Daily ‘polypill’ cuts risk of heart disease by up to 40%

A polypill combining four cheap cardiovascular medicines substantially reduces the risk of serious heart disease, the concept’s first large clinical trial has shown. An international team led by Tehran University of Medical Sciences in collaboration with the University of Birmingham in the UK followed 6,840 middle-aged people in north-eastern Iran over five years. Half took a daily polypill and the rest received only healthy lifestyle advice. The findings, published in The Lancet, showed 201 major cardiovascular events, notably heart attack, stroke and heart failure, among those who took the polypill and 310 in the non-using control group. Taking polypills cut the risk of such cardiovascular events by 40 per cent in people with no history of heart disease and by 20 per cent in those with previous symptoms. “The idea of the polypill has always been appealing, and now we know that a fixed-dose polypill can achieve clinical benefits in practice,” said Professor Reza Malekzadeh, project leader from the Tehran school. “The risks of side-effects from the components are very low and the potential benefits are very high.” The pills, manufactured by Alborz Darou, an Iranian pharmaceutical company, contain a statin to reduce fatty molecules in the blood, two drugs to lower blood pressure and low-dose aspirin.
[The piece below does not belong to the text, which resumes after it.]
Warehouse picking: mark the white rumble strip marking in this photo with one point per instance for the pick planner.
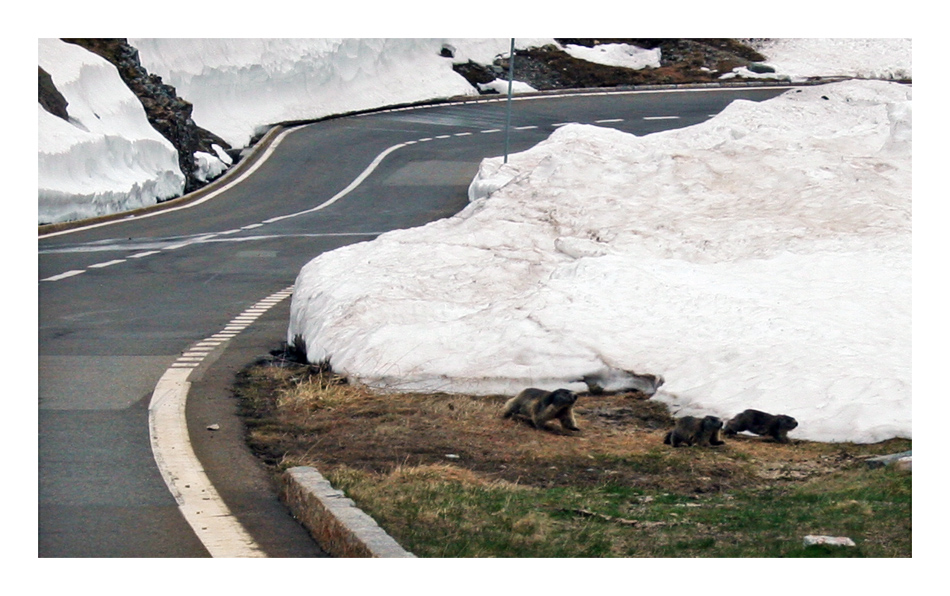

They cost US$0.04 each, Prof Malekzadeh told the Financial Times, and could become much cheaper if large volumes were manufactured.

The polypill was originally suggested almost 20 years ago by Professor Nicholas Wald and colleagues at the Centre for Environmental and Preventive Medicine, Queen Mary University of London. Although they have continued to promote the concept and provide polypills through a small UK company, the pharmaceutical industry and health services have not adopted the idea widely. Prof Wald was not involved in the Iran trial but welcomed its findings. “This study confirms the idea we had 19 years ago that the polypill would work for primary prevention for people without obvious disease,” he said. Statisticians at Birmingham university carried out the “cluster randomisation” process used in the trial, independently of the local Iranian study team. This determined who was and who was not to receive polypills, by allocating whole villages to be in either the experimental or control group.